PySpark — Optimize Data Scanning exponentially

More often in Data Warehouse the data is partitioned on multiple levels such as Year > Month > Day, and the number of partitioned folders increase exponentially. To read data every time, Spark takes a lot of time and the reason behind this is scanning of data.

So, is there a way to minimize this scanning and increase the performance? Yes, there is a simple and very effective solution.

Representation Image (source: Wikipedia)

Lets consider our sales partitioned dataset, which is partitioned based on trx_year, trx_month and trx_date.

Partitioned dataset

Test 1: Read data directly without specifying any schema. Keep a note on the timings

Performance without Schema

Test 2: Read data specifying the Schema

Performance with Schema

OK, So with schema it takes a little less time for scanning.

Test 3: We define the dataset as table for the first time and then we read from it.

Registering as table

Registering the tables took time, as the data is scanned for all partitions and datatype.
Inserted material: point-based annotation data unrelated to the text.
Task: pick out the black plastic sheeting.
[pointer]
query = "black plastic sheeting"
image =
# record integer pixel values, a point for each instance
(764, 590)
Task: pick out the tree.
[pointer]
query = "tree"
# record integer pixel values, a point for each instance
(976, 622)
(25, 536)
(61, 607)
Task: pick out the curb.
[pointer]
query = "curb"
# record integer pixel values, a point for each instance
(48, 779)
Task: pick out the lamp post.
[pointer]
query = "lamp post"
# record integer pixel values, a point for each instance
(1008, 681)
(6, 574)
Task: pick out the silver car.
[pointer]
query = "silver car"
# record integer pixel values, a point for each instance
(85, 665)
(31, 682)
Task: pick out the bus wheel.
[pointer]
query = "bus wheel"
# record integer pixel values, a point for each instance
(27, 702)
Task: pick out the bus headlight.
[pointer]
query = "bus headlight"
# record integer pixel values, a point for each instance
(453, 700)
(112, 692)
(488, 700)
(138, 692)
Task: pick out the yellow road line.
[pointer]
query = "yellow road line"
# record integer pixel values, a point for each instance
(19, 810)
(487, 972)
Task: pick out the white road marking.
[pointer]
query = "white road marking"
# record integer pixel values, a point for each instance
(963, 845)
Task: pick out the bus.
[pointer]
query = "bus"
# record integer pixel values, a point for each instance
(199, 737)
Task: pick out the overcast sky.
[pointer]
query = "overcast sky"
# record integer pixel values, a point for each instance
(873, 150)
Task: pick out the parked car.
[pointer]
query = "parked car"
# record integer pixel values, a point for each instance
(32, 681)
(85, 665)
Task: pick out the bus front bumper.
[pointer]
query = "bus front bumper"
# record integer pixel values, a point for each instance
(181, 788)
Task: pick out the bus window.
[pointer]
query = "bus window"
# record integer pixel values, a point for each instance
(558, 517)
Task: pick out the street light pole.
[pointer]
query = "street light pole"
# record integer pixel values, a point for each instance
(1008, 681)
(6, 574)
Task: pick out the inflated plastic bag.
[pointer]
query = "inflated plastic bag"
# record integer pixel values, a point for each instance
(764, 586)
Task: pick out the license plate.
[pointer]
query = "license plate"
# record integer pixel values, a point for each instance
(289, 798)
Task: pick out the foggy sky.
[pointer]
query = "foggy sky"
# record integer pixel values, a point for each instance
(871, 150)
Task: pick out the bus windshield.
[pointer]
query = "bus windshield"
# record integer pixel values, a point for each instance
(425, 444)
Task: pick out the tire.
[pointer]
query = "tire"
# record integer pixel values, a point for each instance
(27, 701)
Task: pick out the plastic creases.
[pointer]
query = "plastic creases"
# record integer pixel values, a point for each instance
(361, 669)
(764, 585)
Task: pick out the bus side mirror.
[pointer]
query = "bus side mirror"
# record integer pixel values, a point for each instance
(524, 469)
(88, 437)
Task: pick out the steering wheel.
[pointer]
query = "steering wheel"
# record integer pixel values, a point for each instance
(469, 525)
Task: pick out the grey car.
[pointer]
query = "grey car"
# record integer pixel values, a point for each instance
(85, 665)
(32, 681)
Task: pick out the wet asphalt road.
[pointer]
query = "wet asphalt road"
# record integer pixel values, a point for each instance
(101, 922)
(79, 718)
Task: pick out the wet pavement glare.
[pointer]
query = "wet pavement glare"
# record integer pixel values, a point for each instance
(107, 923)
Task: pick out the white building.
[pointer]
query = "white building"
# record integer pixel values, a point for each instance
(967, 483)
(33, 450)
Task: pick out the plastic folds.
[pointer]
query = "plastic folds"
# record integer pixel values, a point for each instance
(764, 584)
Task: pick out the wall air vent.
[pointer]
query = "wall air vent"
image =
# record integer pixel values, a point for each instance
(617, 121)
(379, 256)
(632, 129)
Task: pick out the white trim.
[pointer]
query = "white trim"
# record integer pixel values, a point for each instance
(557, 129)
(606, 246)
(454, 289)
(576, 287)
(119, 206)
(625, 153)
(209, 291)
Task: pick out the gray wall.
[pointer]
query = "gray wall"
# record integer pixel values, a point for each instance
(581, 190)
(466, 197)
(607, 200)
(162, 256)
We can reduce this time as well specifying the schema in Create table command.

Now, lets read the data

Performance with registered table

Did you see the time? It decreased exponentially like Magic. Now, you can read any number of time from the table, the time for scanning would always remain negligible.

In case table data changes with background tasks and you need to read the updated data, then the MSCK REPAIR TABLE command must be ran to refresh the table.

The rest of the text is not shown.